A framed copy of the map, originally produced in 1883 by Dundee architect George Jamieson, has been unveiled in Auchtermuchty Library.
The original was purchased for around £50 by village resident Toril Imrie in an antiques shop in Cupar as a present for her husband Brian’s birthday.
The “map of the town and surroundings of Auchtermuchty” details houses “that have dates upon them”.
Toril said: “We lived in Norway at the time and had just bought the house we live in now when I saw the map.
“I thought it looked quite interesting and our house was in it, although it doesn’t have a date stone.”
Muchty Heritage group was so intrigued by it they based an exhibition on the map.
Brian Slattery, a founder member of Muchty Heritage said: “This is a fantastic document and every time you look at it you see something new.
“It has also sparked further investigation into its provenance and into the family history of George Jamieson himself.”
Such is the detail, individual lampposts, summer houses and telegraph lines, are all documented.
Mr Slattery added: “The main purpose of the project seems to have been to identify the 66 houses “that have dates upon them” and where exactly one should look to find these date stones.”
Work also began to discover why a Dundee architect would be so interested in the small Fife village.
George Jamieson was born in 1862 in Dundee but the family had close ties with Auchtermuchty.
Both his parents were born and lived there before moving to Dundee, presumably for better work prospects.
By 1871 the family was living in a tenement in Ellen Street and George senior was working as a mill and factory timekeeper.
On his paternal side, his family were weavers but a relative had a chemist shop at the foot of Kilnheugh, providing one link to the Fife town.
According to the Scottish Architects website, young George was articled to Alexander Hutcheson of Dundee from 1875 to 1879, remaining there until 1881.
He then spent four years in the office of James Maclaren before becoming chief assistant to Alexander McCulloch, who took him into partnership in 1894.
Away from the drawing board, he was a loyal servant to Tay Square Church in Dundee, performing as session clerk and superintendent and organist of the Sunday School.
He died in 1939 at the age of 76. A definitive answer about the map’s origins has not been reached but it may have been a project towards his qualification.
While no one knows where the map was housed for its first 50 years, an article in the heritage group’s possession threw up a snippet of information.

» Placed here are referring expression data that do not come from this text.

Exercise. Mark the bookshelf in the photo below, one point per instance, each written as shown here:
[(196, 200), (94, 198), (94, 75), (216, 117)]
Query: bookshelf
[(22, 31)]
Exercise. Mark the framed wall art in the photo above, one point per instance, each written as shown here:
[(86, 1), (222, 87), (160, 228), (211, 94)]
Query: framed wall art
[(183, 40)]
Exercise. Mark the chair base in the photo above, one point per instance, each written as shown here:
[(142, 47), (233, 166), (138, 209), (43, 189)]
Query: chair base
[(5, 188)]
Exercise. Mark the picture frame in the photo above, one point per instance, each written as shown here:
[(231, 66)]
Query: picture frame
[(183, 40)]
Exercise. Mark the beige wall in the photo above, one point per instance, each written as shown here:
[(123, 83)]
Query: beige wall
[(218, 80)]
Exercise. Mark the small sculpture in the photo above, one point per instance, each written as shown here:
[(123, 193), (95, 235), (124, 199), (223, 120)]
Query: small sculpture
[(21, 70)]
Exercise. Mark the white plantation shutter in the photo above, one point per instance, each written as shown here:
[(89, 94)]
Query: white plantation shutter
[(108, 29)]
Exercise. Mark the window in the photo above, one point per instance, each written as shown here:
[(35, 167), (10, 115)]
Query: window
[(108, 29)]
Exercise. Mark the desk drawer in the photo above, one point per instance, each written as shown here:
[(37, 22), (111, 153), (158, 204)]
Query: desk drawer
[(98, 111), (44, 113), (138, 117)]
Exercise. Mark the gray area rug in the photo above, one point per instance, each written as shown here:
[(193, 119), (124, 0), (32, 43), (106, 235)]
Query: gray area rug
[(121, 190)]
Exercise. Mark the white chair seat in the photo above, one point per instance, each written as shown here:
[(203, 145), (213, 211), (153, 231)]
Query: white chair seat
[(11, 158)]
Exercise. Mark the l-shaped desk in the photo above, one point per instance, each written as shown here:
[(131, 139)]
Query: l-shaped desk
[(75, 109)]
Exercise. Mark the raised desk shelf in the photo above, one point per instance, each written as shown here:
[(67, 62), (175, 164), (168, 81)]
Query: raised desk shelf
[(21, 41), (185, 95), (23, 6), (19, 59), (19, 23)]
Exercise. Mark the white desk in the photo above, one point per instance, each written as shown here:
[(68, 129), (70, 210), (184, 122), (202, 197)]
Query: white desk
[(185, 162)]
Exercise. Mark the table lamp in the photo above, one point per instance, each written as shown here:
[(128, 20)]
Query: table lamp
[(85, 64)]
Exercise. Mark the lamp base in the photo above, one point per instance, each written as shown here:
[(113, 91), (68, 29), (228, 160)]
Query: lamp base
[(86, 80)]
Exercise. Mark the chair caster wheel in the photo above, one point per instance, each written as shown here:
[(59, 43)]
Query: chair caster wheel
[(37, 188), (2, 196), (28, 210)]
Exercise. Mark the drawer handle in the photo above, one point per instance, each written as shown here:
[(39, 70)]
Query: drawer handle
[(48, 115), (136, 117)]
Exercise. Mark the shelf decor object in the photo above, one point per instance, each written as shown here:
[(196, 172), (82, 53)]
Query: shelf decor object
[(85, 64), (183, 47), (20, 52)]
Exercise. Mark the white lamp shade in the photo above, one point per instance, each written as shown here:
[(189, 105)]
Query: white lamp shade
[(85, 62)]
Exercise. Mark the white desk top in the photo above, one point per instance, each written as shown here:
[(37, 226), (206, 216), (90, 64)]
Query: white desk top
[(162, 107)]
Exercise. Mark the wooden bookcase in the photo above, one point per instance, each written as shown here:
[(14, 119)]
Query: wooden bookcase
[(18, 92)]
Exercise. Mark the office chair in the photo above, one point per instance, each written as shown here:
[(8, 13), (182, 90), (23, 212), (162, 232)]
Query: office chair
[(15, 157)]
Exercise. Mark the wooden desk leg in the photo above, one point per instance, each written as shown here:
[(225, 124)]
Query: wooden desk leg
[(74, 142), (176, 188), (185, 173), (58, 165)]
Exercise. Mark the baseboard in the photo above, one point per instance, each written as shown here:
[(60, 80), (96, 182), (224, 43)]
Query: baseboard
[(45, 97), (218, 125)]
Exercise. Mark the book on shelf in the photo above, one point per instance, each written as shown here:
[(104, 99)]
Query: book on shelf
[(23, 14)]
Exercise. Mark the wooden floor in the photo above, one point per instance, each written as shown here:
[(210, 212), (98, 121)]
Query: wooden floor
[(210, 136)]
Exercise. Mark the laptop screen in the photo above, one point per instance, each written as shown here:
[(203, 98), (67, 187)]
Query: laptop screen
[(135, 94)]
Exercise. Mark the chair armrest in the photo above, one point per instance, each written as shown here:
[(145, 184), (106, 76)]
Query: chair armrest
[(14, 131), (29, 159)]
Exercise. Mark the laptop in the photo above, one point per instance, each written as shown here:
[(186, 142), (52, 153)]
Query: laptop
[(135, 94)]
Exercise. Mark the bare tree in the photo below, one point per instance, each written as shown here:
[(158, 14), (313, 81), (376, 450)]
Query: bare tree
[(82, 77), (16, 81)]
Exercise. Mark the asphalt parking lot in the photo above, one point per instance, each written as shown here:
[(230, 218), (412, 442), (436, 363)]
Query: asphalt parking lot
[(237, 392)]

Early in 1934 the Rev James Bell, the minister of the South United Free Church on Burnside, wrote a series of articles in the Fife News chronicling reminiscences of the burgh a half century before.
That included a piece on a presentation to the Town Council of Auchtermuchty of a map as the town had existed in 1883.
Entitled “Handsome gift from native” it described the map as an “interesting and excellently executed specimen of the topographer’s art”.
It was given to the town by Thomas Jamieson, a first cousin of George.
Then it popped up again during the 1970s and ’80s – Ted White of John White & Son (Weighing Machines) Limited remembers seeing it hanging in a Cupar solicitor’s office.
In the 1920s and ’30s the town clerk was one Alfred E Grosset and his obituary, in a DC Thomson newspaper, explained he had been in the post for 20 years.
He was also a senior partner in the firm of Messrs Drummond, Johnstone & Grosset in Crossgate, Cupar.
Perhaps during an office refurbishment the original ended up in an antiques shop and from there, it finally found its way home.